For one thing, the US steel industry dwarfs its North American counterparts. Its production is seven times that of Canada, 10 times that of Mexico.
Thus, even if the doors were thrown open tomorrow, US steelmakers would not see an explosion of new business. The Mexican and Canadian markets are too small. Likewise, competition from Mexico and Canada in US markets would be minimal.
"When you open the borders and you eliminate tariffs, the effects will not be immediately huge," says one well-placed industry official who declined to be quoted by name.
In any case, the free-trade agreement would not eliminate all the barriers immediately. In many areas, it wouldn't reduce trade barriers at all.
"They should call it a free-investment agreement instead of a free-trade agreement," says Mark Anderson, director of the AFL-CIO Task Force on Trade. The union federation is particularly concerned that issues such as worker safety and environmental standards won't be addressed in the NAFTA.

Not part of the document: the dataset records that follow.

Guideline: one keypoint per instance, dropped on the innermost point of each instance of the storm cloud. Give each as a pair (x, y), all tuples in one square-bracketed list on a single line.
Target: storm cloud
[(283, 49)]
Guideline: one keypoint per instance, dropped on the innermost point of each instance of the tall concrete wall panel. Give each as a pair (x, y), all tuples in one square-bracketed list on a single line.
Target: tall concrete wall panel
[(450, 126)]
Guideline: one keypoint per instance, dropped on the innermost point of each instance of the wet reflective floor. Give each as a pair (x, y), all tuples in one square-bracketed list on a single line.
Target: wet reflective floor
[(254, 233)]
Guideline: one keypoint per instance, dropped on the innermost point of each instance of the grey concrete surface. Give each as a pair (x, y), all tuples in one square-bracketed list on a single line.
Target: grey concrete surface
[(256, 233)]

The Bush administration claims that such concerns are addressed in the treaty. But Mr. Anderson says the provisions are not nearly enough.
Even the steelmakers are keeping an eye on those provisions. If Mexico has less stringent (and thus less costly) regulations on the environment and worker safety, its steel industry will have a leg up.
Though the treaty will give US companies more freedom to set up shop in low-wage Mexico - a boon to investors, perhaps - that will not offer much comfort to US workers left jobless, Anderson says.
Building new steel plants involves so much capital that analysts don't expect a rapid shift across the border. As it happens, US, Canadian, and Mexican steelmakers share many mutual concerns.
"It's not at all a battlefield," the steel official says.
Companies from all three countries have joined together to form the North American Steel Council. In July, the council announced it had reached agreement on five of nine key points: rules of origin, safeguards, elimination of tariffs, resources for customs offices, and third-country access to the treaty's provisions.
All three countries are eager to ensure that a non-NAFTA country won't be able to export steel to, say, Mexico then re-export it duty free to the US.
Steelmakers in Canada and Mexico were anxious to weaken provisions of US trade law. They didn't want the US to retain the power to slap countervailing duties on their goods. But US steelmakers - not to mention US negotiators - have held firm on that issue.
"We cannot give away the strength of the current trade laws," says Thomas Ferrall, a spokesman at USX Corporation.
The US, meanwhile, would like to supply huge government-owned Mexican companies, such as Pemex, with steel.
But Mexico is unlikely to offer up that plum to outsiders. It argues its own steel industry is too weak to survive without some form of trade protection.
If and when all North American trade barriers come down, the US industry does stand to gain. Thanks to a decade of restructuring and modernization, it is at least as efficient as its neighbors to the north and south.
"The US steel industry is now perhaps the leader in terms of labor productivity," says John Jacobson, head of Jacobson and Associates, a steel consulting firm in Philadelphia. But the industry's gains will be slow and gradual - in the same way that the trade barriers will fall.